McCosh began his teaching career at the Art Institute of Chicago, and in the summer months, at the Stone City Art Colony in Iowa with his friend, Grant Wood. In 1934, however, after his marriage to fellow artist, Anne Kutka, McCosh accepted a position in the School of Architecture and Allied Arts at the University of Oregon in Eugene teaching drawing, painting, and lithography. He continued in this position until his retirement in 1970. During these years, McCosh exerted a strong influence on the direction of painting in the Pacific Northwest and trained several generations of students, many of whom went on to gain their own renown.
McCosh’s early work expresses the modern interest in scenes of contemporary life for which he received acclaim in major exhibitions in New York and Chicago. This focus would undergo a fundamental alteration, however, in the years following his move to the Northwest. Responding to the lush environment quite unlike what he was accustomed to in Iowa, McCosh allowed his Midwest regionalism to fall away. Gradually, he adjusted his painting practices to include a greater interest in an observation of nature that would become the dominant focus of his work for the remainder of his painting career.
In 1949, the year of his first sabbatical, McCosh began a phase of intermittent periods of travel that eventually proved essential to the development of his mature style. Seeming to revel in extremes, McCosh and his wife Anne ventured in the fall of 1949 into remote regions of the Washington Coast followed by several months in Mexico and New Mexico. Responding to the dramatic differences in his surroundings, McCosh allowed color to emerge as an organizing force in his compositions.

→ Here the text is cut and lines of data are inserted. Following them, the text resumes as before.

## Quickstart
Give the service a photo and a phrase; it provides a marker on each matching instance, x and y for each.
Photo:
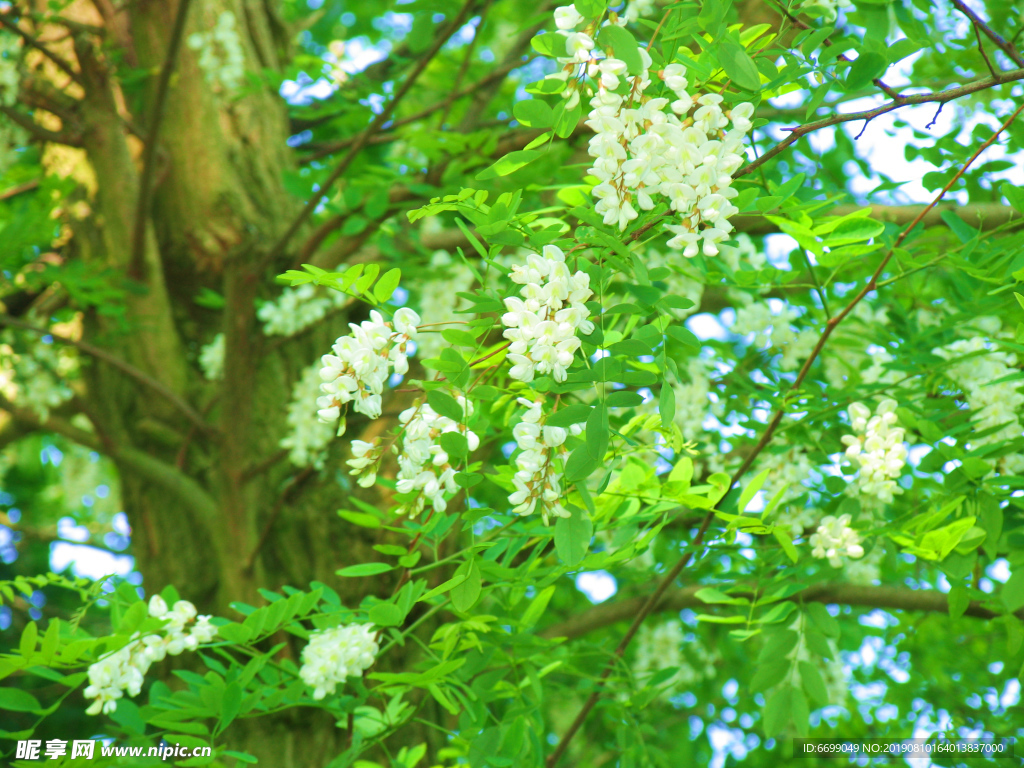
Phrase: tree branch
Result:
(136, 260)
(61, 65)
(1000, 43)
(835, 593)
(142, 378)
(371, 129)
(663, 587)
(920, 98)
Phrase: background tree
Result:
(164, 162)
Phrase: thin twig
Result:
(656, 596)
(142, 378)
(981, 49)
(60, 62)
(150, 147)
(1001, 44)
(371, 129)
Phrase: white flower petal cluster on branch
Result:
(37, 376)
(538, 482)
(361, 363)
(835, 540)
(424, 466)
(211, 358)
(878, 449)
(124, 671)
(335, 654)
(542, 325)
(298, 308)
(991, 404)
(308, 436)
(220, 54)
(680, 146)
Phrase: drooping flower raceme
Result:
(361, 363)
(682, 146)
(307, 436)
(124, 671)
(335, 654)
(878, 449)
(424, 465)
(542, 325)
(992, 404)
(538, 481)
(835, 540)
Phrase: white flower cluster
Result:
(298, 308)
(124, 671)
(660, 647)
(542, 326)
(363, 361)
(826, 9)
(36, 378)
(676, 146)
(211, 358)
(538, 482)
(424, 466)
(220, 54)
(991, 404)
(878, 449)
(835, 540)
(335, 654)
(307, 436)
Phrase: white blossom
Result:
(877, 448)
(542, 325)
(124, 671)
(424, 466)
(334, 654)
(307, 436)
(538, 481)
(835, 540)
(361, 363)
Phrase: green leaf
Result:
(386, 285)
(738, 66)
(509, 164)
(1013, 591)
(580, 464)
(960, 599)
(15, 699)
(229, 705)
(534, 113)
(751, 491)
(778, 711)
(537, 607)
(445, 404)
(366, 568)
(566, 417)
(814, 686)
(782, 537)
(625, 46)
(597, 432)
(866, 68)
(465, 594)
(572, 536)
(386, 614)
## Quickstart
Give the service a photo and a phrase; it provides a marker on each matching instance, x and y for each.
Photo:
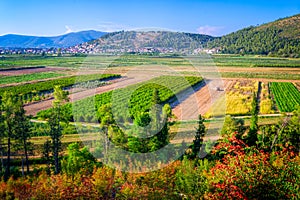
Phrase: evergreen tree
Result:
(46, 155)
(197, 142)
(22, 132)
(1, 136)
(9, 110)
(252, 135)
(56, 117)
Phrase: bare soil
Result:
(30, 71)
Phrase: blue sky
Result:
(55, 17)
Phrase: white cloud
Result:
(209, 30)
(69, 29)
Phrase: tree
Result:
(106, 119)
(22, 132)
(197, 142)
(56, 117)
(9, 110)
(78, 160)
(46, 155)
(1, 136)
(252, 135)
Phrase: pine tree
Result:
(46, 155)
(1, 136)
(56, 117)
(197, 142)
(22, 132)
(252, 135)
(9, 110)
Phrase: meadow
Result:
(255, 150)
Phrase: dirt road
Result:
(200, 101)
(34, 108)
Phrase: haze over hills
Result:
(278, 38)
(146, 41)
(281, 38)
(67, 40)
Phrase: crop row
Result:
(128, 102)
(40, 87)
(286, 96)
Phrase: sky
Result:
(220, 17)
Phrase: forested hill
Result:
(146, 41)
(281, 37)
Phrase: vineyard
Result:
(35, 91)
(29, 77)
(266, 105)
(286, 96)
(239, 96)
(138, 98)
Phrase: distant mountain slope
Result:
(67, 40)
(281, 37)
(146, 41)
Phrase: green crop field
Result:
(29, 77)
(28, 90)
(286, 96)
(136, 97)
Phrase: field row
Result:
(127, 103)
(286, 96)
(29, 77)
(37, 88)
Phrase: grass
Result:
(269, 75)
(137, 60)
(29, 77)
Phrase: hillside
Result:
(281, 37)
(67, 40)
(150, 41)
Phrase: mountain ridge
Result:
(278, 38)
(60, 41)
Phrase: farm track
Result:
(203, 98)
(31, 71)
(34, 108)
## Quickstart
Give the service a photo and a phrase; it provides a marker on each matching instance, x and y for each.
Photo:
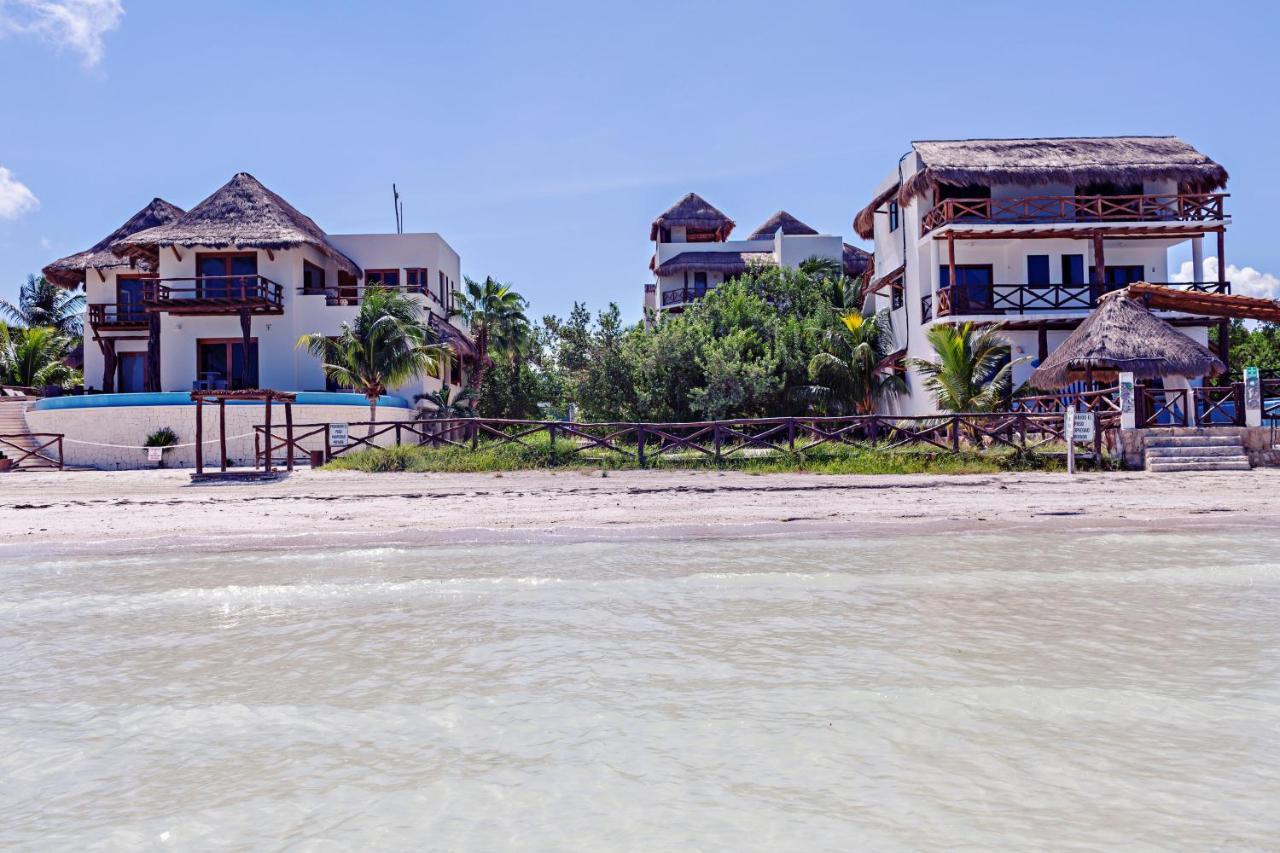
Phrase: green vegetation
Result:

He would later refer to this period as a major turning point in his career.
Always circumspect about the idea of abstract art, McCosh remained steadfast in his belief that painting always found its basis in observation–the people, the animals, and the landscapes that surrounded him. From this perspective, McCosh’s mature, and highly personal style became a record of the visual vocabulary he developed responding to what his experienced eye had learned to see.
McCosh received national recognition throughout his painting career spanning over forty years. His one-man, juried and invitational exhibitions took place at the Metropolitan Museum of Art in New York, the Whitney Museum of American Art, the Art Institute of Chicago, the San Francisco Museum of Art, the Seattle Art Museum, the Portland Art Museum, and the University of Oregon Museum of Art, among many other venues. After his retirement in 1970, McCosh continued to live and paint in Eugene. He died in 1981.